If you want the program to work correctly, then you need to make sure that you vectorize the para constant manually before vectorizing the call to someFuncWithPara, i.e., para should be an iterable object and its length should be equal to the length of the current list. The first element of para should be the parameter passed to the first element of the RiskQuantLib list, the second element of para should be the parameter passed to the second element of the RiskQuantLib list, and so on.

The good thing is that this is very rare, and if you need to use a different parameter on each element, why not set it as an attribute? It makes more sense to consider changing the link structure of the data graph, using match , link , join , connect to change the data graph.

How To Combine Multiprocessing And Vectorization

Multi-processing and Vectorization give RiskQuantLib a very flexible and powerful data handling capability as two ways to increase speed. With careful debugging and design, programs written in RiskQuantLib can often be up to 50% as fast as matrix programs written in pandas and numpy. In cases involving very high data IO, network interactions, etc., RiskQuantLib can be even faster than matrix programs. (Of course, very few programmers use numerical libraries such as pandas to handle high IO data.) The advantages of RiskQuantLib such as simplicity of coding, low maintenance cost, and high code reuse rate become even more significant when considering code modification, such as in the area of data exploration.

Usually, numpy does the CPU scheduling automatically, but you can use both multiprocessing and vectorization if you need to:

result = instrumentListA.groupByFunc(lambda x:int(numpy.random.uniform(0,4))).paraFunc('vecFunc','someFuncX',someParameterX).paraRun()

The meaning of the above code is that instrumentListA is randomly divided into four groups, a new process is started for each group, and each process performs vectorization operations, calls the someFuncX function, and then collects all the results and stores them in the result variable. Notice that because of the use of multiprocessing, which is pipelined and changes to the data graph are not preserved, someFuncX must have a return value and must receive it via a variable for subsequent processing.

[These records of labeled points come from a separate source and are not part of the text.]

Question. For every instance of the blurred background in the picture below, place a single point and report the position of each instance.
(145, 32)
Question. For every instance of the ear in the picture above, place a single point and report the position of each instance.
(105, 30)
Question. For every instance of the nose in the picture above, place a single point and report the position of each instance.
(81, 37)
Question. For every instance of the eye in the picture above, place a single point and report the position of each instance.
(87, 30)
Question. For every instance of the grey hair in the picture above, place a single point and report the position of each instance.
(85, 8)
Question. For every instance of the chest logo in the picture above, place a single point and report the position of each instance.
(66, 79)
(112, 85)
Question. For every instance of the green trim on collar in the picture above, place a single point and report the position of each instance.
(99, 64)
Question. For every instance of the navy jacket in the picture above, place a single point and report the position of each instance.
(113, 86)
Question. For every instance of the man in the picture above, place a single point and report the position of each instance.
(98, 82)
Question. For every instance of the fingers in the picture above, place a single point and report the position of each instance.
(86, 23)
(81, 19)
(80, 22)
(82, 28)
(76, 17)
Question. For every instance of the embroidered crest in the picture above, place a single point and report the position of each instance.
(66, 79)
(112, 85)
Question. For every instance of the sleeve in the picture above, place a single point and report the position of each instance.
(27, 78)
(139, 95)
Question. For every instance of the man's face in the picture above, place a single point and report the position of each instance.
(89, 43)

The above code demonstrates the amazing abstraction and flexibility of RiskQuantLib. You can change the way your program works with a single line of code without making any changes to the data processing logic or the data graph. The use of chained calls makes the program even more readable. In paraFunc we use Tunneling Index, which we mentioned in the previous section, so that for multi-layer graphs we can nest any number of function calls (up to the depth of the graph) in paraFunc or execFunc or vecFunc, as if we were tunneling through a graph node in the upper level to get to the next level of the graph, and then calling the functions in the next layer. Finally, we use paraRun to trigger multiprocessing.

Unfortunately, if someFuncX is defined as we have showed above, then on most computers the above code should not run as fast as if it were vectorized directly:

result = instrumentListA.vecFunc('someFuncX',someParameterX)

Using both multiprocessing and vectorization is not even as fast as direct iteration:

result = instrumentListA.execFunc('someFuncX',someParameterX)

The reason for this is simply that someFuncX, which we defined above, is so simple that the overhead of using multiprocessing already far outweighs the benefits. So in this case, it’s not a good idea to use multiprocessing. Typically, the number of operations in the someFuncX function should be more than 100,000 to ensure that the use of multiprocessing has efficiency gain. This is what we mean when we say that before using multiprocessing and vectorization, you need to think about the environment where your program is running and make sure that the overhead is worthy.